(Le Figaro 06/06/2011)
Le vice-premier ministre russe dénonce l'entrée en scène, ce week-end, des hélicoptères de combat français et britanniques.
En mars dernier, Moscou avait soutenu du bout des doigts l'intervention militaire lancée contre la Libye par la France, la Grande-Bretagne et les États-Unis. La Russie s'était abstenue d'opposer son veto à la résolution 1973 du Conseil de sécurité des Nations unies, autorisant des frappes militaires. Mais visiblement, la pilule libyenne est restée en travers de la gorge du pouvoir russe. À l'occasion du dixième sommet du Shangri-La sur la sécurité en Asie, organisé à Singapour par l'Institut international pour les études stratégiques (IISS), le vice-premier ministre Sergueï Ivanov a vivement critiqué l'intervention des alliés.
Une phase nouvelle
«Nous avions soutenu la résolution dont l'objectif était de protéger les populations civiles. Mais nous ne sommes pas d'accord avec la manière dont la zone d'exclusion aérienne est imposée, elle ne respecte pas le cadre de la résolution», a clairement affirmé Sergueï Ivanov. Le vice-premier ministre a dénoncé les bombardements aériens menés par la France et la Grande-Bretagne. Il s'est clairement insurgé contre l'entrée en action, il y a deux jours, des hélicoptères de combat envoyés par Londres et Paris. Une phase nouvelle de la guerre, destinée à accélérer la chute du régime libyen en ciblant des «cibles d'opportunité», des chars et des convois de combattants mouvants, difficiles à détruire par les bombardiers volant à haute altitude. Mais qui, dans l'esprit du responsable russe, constitue «la dernière étape avant une opération terrestre». «Nous estimons que la communauté internationale a clairement pris partie dans ce conflit», a-t-il regretté, devant un parterre essentiellement constitué de délégués asiatiques.

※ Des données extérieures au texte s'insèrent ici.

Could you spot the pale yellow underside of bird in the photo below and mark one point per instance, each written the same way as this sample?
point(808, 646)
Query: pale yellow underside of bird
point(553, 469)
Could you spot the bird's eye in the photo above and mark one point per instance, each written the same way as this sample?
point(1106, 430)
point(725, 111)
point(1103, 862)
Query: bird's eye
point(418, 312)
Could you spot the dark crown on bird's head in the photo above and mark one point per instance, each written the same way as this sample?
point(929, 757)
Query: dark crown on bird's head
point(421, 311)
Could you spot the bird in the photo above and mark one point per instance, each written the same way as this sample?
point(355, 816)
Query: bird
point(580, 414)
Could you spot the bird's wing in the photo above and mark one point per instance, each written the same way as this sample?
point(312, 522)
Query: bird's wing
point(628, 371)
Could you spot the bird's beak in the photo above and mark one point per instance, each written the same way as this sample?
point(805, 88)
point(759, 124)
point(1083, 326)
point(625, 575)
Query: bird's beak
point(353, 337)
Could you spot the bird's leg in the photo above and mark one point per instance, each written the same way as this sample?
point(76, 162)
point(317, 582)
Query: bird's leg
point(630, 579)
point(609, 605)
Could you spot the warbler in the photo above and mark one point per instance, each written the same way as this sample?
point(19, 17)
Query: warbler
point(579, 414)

À Singapour, le ministre britannique de la Défense Liam Fox a justifié l'envoi d'hélicoptères en Libye en affirmant qu'il fallait utiliser «tous les moyens qui sont à notre disposition pour maintenir la pression» contre le régime. Il s'est dit «fier» que la France et la Grande-Bretagne aient produit suffisamment d'«énergie» pour «éviter une catastrophe à Benghazi». Tout l'opposé d'Ivanov, qui, soulignant qu'il y a dans le monde des dizaines de conflits larvés ou déclarés, a remis en cause les principes mêmes de l'intervention destinée à éviter une répression massive des troupes de Kadhafi contre les opposants. «Devons-nous intervenir dans chaque conflit, au nom de principes humanitaires? Je ne suis pas sûr.»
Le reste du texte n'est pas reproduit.